Recension de Michel Hery

En France, tous les ans, entre 50700 et 81400 nouveaux cas de cancers seraient d’origine professionnelle [1]. Le cancer est d’ailleurs la première cause de décès par le travail en Europe [2]. Si les accidents du travail, y compris les accidents mortels, sont largement invisibilisés, la situation est au moins équivalente, sinon encore plus caricaturale pour les maladies professionnelles et plus particulièrement pour les cancers professionnels [3] : moins de 1800 de ces derniers sont reconnus tous les ans en France, très majoritairement dus à des pathologies liées à l’amiante (cancers du poumon, mésothéliomes). Et encore, la plupart des cas de cancers du larynx et des ovaires résultant également d’une exposition à l’amiante ne sont pas reconnus faute de tableau de maladie professionnelle.

En cause, un système de reconnaissance, fruit d’un compromis social entre Etat, patronat et organisations syndicales, très imparfait : un nombre insuffisant de tableaux auxquels faire référence, des critères limitatifs concernant les secteurs ou procédés dans lesquels l’exposition est intervenue ou les durées de cette exposition trop sévères. Un système complémentaire existe bien, supposé pallier les imperfections des tableaux de maladies professionnelles, mais il se révèle également très restrictif. S’y ajoutent une méconnaissance de ces expositions par les travailleurs eux-mêmes ou les médecins soignants, de la possibilité d’obtenir réparation et la complexité et la durée des démarches.

Des associations d’aide aux victimes se sont créées pour les accompagner dans leurs démarches, mais elles sont aussi trop méconnues.

C’est dans un tel contexte que le Giscop93 est né. Ce dispositif, propre à la Seine-Saint-Denis, associant chercheurs, acteurs de la prévention (médecins du travail, experts en santé et sécurité au travail), Sécurité sociale (CPAM 93) à sa création, associations de victimes, s’est donné plusieurs objectifs :

  • Développer la connaissance des expositions cancérigènes en milieu de travail,
  • Recenser les cas entrant dans le système de réparation et suivre le déroulement des procédures de reconnaissance de maladies professionnelles,
  • Produire des informations concernant les expositions professionnels à des cancérogènes,
  • Alerter sur l’existence d’agrégats de cas.

Pour ce faire, des entretiens sont réalisés avec les malades adressés selon des modalités diverses et ayant évolué au fil du temps par les soignants au Giscop93. Ces entretiens, réalisés par des sociologues, visent à reconstituer les parcours professionnels.
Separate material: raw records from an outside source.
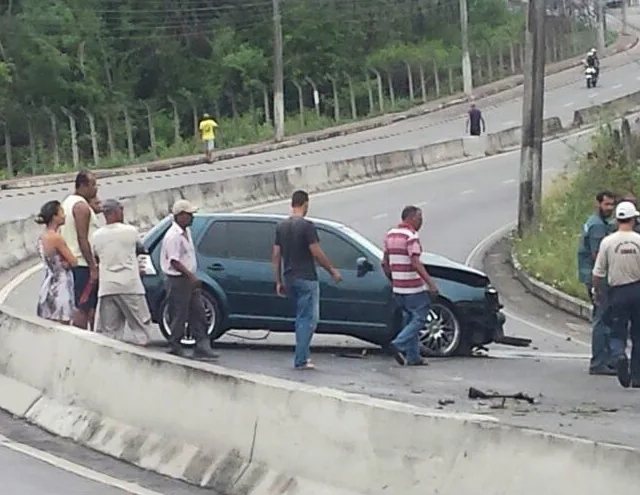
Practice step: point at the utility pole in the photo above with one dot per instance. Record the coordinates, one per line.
(278, 74)
(467, 77)
(600, 14)
(530, 197)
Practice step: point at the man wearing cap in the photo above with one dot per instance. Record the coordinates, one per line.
(619, 260)
(208, 133)
(179, 264)
(121, 295)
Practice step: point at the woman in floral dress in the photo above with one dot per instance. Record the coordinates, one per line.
(56, 297)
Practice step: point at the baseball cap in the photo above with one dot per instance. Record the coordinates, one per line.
(626, 210)
(110, 205)
(183, 206)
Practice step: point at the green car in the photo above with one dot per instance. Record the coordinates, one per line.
(234, 264)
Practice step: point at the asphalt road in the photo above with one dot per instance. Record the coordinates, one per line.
(462, 204)
(566, 93)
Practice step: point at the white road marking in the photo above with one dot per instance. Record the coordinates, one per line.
(14, 283)
(76, 468)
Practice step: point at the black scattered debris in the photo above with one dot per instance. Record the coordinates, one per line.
(475, 393)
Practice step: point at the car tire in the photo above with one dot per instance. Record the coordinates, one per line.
(443, 335)
(212, 308)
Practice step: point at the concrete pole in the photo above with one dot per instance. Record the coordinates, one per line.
(278, 74)
(530, 197)
(601, 24)
(467, 77)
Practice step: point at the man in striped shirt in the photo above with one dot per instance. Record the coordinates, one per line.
(411, 284)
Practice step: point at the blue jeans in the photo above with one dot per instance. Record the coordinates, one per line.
(415, 309)
(605, 348)
(625, 316)
(306, 295)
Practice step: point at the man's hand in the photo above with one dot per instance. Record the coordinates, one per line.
(93, 274)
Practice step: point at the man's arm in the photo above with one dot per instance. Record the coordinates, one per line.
(595, 236)
(82, 215)
(415, 250)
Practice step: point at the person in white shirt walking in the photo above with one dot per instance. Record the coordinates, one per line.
(121, 295)
(619, 260)
(80, 224)
(179, 263)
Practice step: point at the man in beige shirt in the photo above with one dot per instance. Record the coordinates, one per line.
(619, 260)
(121, 295)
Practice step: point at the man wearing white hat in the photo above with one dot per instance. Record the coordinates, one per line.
(179, 263)
(619, 260)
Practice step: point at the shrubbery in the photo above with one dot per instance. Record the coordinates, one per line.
(551, 254)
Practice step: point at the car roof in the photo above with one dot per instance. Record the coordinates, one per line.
(266, 216)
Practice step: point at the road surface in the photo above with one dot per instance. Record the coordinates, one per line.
(569, 95)
(462, 204)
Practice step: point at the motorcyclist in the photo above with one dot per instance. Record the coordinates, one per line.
(592, 61)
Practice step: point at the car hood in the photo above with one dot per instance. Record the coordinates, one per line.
(437, 260)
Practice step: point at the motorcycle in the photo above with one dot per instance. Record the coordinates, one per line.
(590, 76)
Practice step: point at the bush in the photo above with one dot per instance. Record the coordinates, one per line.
(550, 255)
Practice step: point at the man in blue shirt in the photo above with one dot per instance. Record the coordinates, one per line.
(596, 228)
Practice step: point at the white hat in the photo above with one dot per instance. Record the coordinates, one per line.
(183, 206)
(626, 210)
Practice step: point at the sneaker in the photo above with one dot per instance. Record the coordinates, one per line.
(397, 355)
(624, 375)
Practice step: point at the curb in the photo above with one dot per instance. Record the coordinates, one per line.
(548, 294)
(172, 163)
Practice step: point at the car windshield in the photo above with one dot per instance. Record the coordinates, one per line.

Sur la base de ces entretiens, des experts identifient les expositions à des cancérogènes. Cette évaluation vient en appui du dossier de reconnaissance (notamment via le CMI – Certificat médical initial) que le malade peut choisir d’enclencher.

Ce processus de reconnaissance de maladie professionnelle est long, souvent difficile à comprendre pour les malades, déstabilisant, énergivore. Il intervient dans une période où la priorité du malade est bien évidemment de se soigner et celle de son entourage de l’accompagner dans ce combat douloureux contre la maladie. Anne Marchand a accompagné près de deux cents malades entre 2010 et 2017 dans cette démarche de reconnaissance de la maladie professionnelle au sein du Giscop93 dans le cadre d’un travail de thèse. Elle a tiré de cette expérience un livre : Mourir de son travail aujourd’hui – Enquête sur les cancers professionnels. Il s’agissait notamment pour elle de comprendre le non-recours au droit : même engagés dans le dispositif, disposant du CMI, beaucoup de malades n’initient pas la démarche. Beaucoup d’entre eux l’interrompent face à différents obstacles auxquels ils sont confrontés.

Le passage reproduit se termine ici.